Disk quotas are enabled on both user and projects filesystems. A message with this information should be shown upon login. If you need more quota on your user space (not in the project shared area), please contact the system administrators explaining your reasons.

If you wish to check your quota at a later time, you can use the commands mmlsquota gpfs_csic (for user quotas) and mmlsquota -g id -g gpfs_projects (for group quotas).

**********************************************************************
                    INFORMATION ABOUT YOUR CURRENT DISK USAGE

USER                Used      Soft      Hard     Doubt     Grace
Space (GB):         3.41     50.00      0.00      0.06      none
Files (x1000):        64         0         0         0      none

GROUP               Used      Soft      Hard     Doubt     Grace
Space (GB):         0.00   1000.00     00.00      0.00      none
Files (x1000):         0         0         0         0      none
**********************************************************************

For a basic interpretation of this output, note that the "Used" column will tell you about how much disk space you are using, whereas "Soft" denotes the limit this "Used" amount should not exceed. The "Hard" column is the value of the limit "Used" plus "Doubt" should not cross. A healthy disk space management would require that you periodically delete unused files in your $HOME directory, keeping its usage below the limits at all times. In the event that the user exceeds a limit, a grace period will be shown in the "Grace" column. If the user does not correct the situation within the grace period, she will be banned from writing to the disk.

For further information you can read the mmlsquota command manual page.

Connecting to Grid cluster

This cluster is comprised of a pool of machines reachable through a single entry point. The connections to the internal machines are managed by a director node that tries to ensure that proper balancing is made across the available nodes at a given moment.

Please note that this cluster is not intended for the execution of CPU intensive tasks, for this purpose use any of the available computing resources. Every process spawned is limited to a maximum CPU time of 2 hours.

Login on these machines is provided via Secure Shell. Outgoing SSH connections are not allowed by default from this cluster. Inactive SSH sessions may be closed after 12h. It is highly recommended that you set up SSH Keys for authentication, instead of using your username and password.

  • Hostname

    Operating System

    SSH server key fingerprint

    gridui.ifca.es

    CentOs 7

    SHA256:iuRWTlWP7db1cM0d58m5TyGzPnZoDCNoBM3RuTtxddU


Batch System

The Batch System is based on CentOs 7 machines, running on x86_64.

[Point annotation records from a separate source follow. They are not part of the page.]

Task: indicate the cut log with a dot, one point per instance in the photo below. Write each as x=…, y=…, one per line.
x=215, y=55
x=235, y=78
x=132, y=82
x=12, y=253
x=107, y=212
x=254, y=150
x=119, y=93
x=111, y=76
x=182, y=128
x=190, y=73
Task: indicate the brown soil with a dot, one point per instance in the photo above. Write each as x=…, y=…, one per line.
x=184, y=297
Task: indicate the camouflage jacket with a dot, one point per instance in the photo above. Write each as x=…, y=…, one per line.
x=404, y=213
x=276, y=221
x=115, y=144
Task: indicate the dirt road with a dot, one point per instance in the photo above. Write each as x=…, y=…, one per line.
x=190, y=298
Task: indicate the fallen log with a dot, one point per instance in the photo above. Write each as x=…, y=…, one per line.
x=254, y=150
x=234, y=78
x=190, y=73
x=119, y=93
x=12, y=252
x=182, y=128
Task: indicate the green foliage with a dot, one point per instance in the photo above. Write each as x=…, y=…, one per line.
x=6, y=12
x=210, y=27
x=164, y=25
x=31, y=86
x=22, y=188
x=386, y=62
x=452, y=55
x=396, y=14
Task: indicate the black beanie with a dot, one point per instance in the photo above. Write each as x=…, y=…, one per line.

Local submission is allowed for certain projects. As stated below, there are some shared areas that can be accessed from the computing nodes. The underlying batch system is Slurm.


SLURM Concept

SLURM manages user jobs with the followingkey characteristics:

  • set ofrequested resources:
    • number of computing resources: nodes(including all their CPUsand cores) or CPUs(including all their cores) or cores
    • amount ofmemory: either per node or per (logical) CPU
    • the (wall)time needed for the user’s tasks to complete their work
  • a set ofconstraints limiting jobs to nodes with specific features
  • a requested node partition(job queue)
  • a requested quality of service(QoS) level which grants users specific accesses
  • a requested account for accounting purposes

Running Jobs

As is defined above SLURM is the utility used for batch processing support, so all jobs must be run through it. This part provides information for getting started with job execution (see the official  slurm documentation to get more information on how to create a job) .


NOTE: In order to keep the login nodes in a proper load, a 10 minutes limitation in the CPU time is set for processes running interactively in these nodes. Any execution taking more than this limit should be carried out through the queue system.

Manage Jobs

A job is the execution unit for the SLURM. A job is defined by a script containing a set of directives describing the job, and the commands to execute.

These are the basic directives to submit jobs:

  • sbatch <job script>: submits a job script to the queue system (see below for job script directives).
  • squeue  [-u user ]: shows all the jobs submitted by all users or by the user if you specify the -u option.
  • scancel <job id>: removes his/her job from the queue system, canceling the execution of the job if it was already running.
  • srun: submit interactive job, run (parallel) job step
  • squeue: view queued jobs
  • sinfo: view partition and node info
  • scontrol: detailed control and info on jobs, queues, partitions
  • sstat: view system-level utilization (memory, I/O, energy)֒→for running jobs / job steps
  • sacct: view system-level utilization֒→for completed jobs / job steps (accounting DB)
  • sprio: view job priority factors
  • sshare: view accounting share info (usage, fair-share, etc.)

Job directives

A job must contain a series of directives to inform the batch system about the characteristics of the job and you can configure them to fit your needs. These directives appear as comments in the job script and  usually at the top just after the shebang line, with the following syntax:


#SBATCH option=value

Note that these directives:

  • start with the #SBATCH prefix
  • are always lowercase
  • have no spaces in between.
  • don't expand shell variables (they are just shell comments)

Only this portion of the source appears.